Dans un monde comme le nôtre, où les frontières entre les États sont continuellement dépassées par les dynamiques crées par les développements du numérique, nos efforts doivent assumer la dimension d’un mouvement mondial qui s’unit aux engagements les plus nobles de la famille humaine et des institutions internationales pour la protection de la dignité des mineurs et de chaque personne. C’est un défi de taille qui nous interpelle avec de nouvelles interrogations : comment défendre, en effet, la dignité de la personne et du mineur à l’ère du numérique, quand la vie et l’identité de la personne sont inextricablement liées aux données qui la distinguent et dont de nouvelles formes de pouvoir cherchent continuellement à s’emparer ? Comment formuler des principes et des exigences à respecter par tous dans le monde globalisé numérique ? Ce sont des questions exigeantes qui nous demandent d’être profondément solidaires avec tous ceux qui s’engagent avec patience et intelligence pour cette cause dans le monde des relations et des règlementations internationales.

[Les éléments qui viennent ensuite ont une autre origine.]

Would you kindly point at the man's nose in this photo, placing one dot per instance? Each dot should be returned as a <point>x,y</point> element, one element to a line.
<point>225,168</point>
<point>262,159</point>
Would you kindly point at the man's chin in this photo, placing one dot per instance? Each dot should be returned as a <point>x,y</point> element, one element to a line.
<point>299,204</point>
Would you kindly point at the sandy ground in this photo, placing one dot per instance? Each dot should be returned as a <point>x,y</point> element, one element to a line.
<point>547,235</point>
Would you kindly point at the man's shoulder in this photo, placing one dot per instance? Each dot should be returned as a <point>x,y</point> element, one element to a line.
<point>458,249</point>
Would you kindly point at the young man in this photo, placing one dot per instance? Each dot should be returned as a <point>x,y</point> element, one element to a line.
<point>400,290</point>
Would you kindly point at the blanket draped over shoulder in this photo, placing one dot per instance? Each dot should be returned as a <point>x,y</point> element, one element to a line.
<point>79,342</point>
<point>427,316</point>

La créativité et l’intelligence de l’homme sont merveilleuses, mais elles doivent être orientées dans la direction positive du bien intégral de la personne dans toute sa vie, dès l’enfance. Tous les éducateurs, tous les parents le savent très bien et doivent être aidés et soutenus dans leur service par l’engagement unanime d’une nouvelle alliance de toutes les institutions et les forces éducatives.

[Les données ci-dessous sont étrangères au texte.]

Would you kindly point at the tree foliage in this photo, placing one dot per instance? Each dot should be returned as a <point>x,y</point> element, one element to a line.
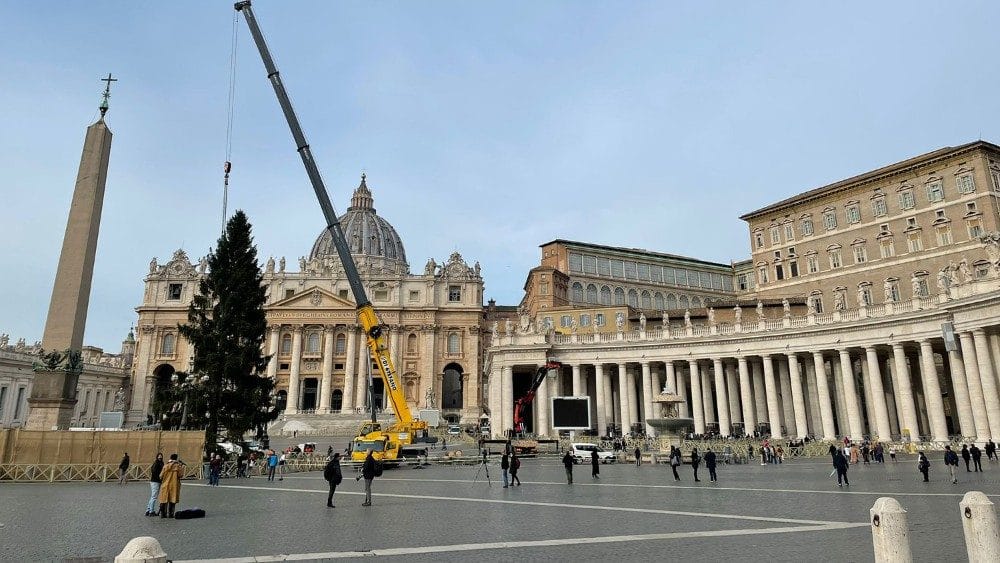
<point>227,327</point>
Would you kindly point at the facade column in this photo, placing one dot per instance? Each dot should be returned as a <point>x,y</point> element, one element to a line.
<point>749,418</point>
<point>932,393</point>
<point>327,382</point>
<point>349,369</point>
<point>647,397</point>
<point>962,404</point>
<point>292,406</point>
<point>697,403</point>
<point>878,395</point>
<point>798,397</point>
<point>988,379</point>
<point>850,395</point>
<point>722,398</point>
<point>904,390</point>
<point>771,389</point>
<point>823,390</point>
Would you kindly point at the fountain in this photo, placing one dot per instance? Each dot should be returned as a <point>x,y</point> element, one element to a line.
<point>670,424</point>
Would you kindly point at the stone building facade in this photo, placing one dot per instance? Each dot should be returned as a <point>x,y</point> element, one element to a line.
<point>917,359</point>
<point>319,359</point>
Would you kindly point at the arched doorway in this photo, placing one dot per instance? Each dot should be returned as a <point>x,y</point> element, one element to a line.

Ce qui y contribue, c’est non seulement la saine raison éthique, mais aussi la vision et l’inspiration religieuse, qui a une respiration universelle parce qu’elle fonde le respect de la dignité humaine sur la grandeur et la sainteté de Dieu, son Créateur et Sauveur. C’est pourquoi la présence parmi vous de nombreux responsables religieux influents, qui désirent assumer ces problèmes de manière solidaire et corresponsable, est bienvenue. Je les salue avec un grand respect et je les remercie sincèrement. La cause de la protection des mineurs dans le monde numérique, c’est-à-dire dans notre monde d’aujourd’hui et de demain, doit nous voir unis, en tant que témoins de l’amour de Dieu pour chaque personne, à commencer par les plus petites et les plus désarmées, pour faire grandir en tous, partout dans le monde et dans toutes les confessions religieuses, l’attention, le soin et la conscience. Nous voulons bannir de la face de la terre la violence et tout type d’abus à l’égard des mineurs. Regardons-les dans les yeux : ce sont vos filles et vos fils, nous devons les aimer comme les chefs-d’oeuvre et les enfants de Dieu. Ils ont droit à une vie bonne. Nous avons le devoir de faire tout notre possible pour qu’ils l’obtiennent.
Je vous remercie et j’invoque sur vous tous la bénédiction de Dieu. Merci.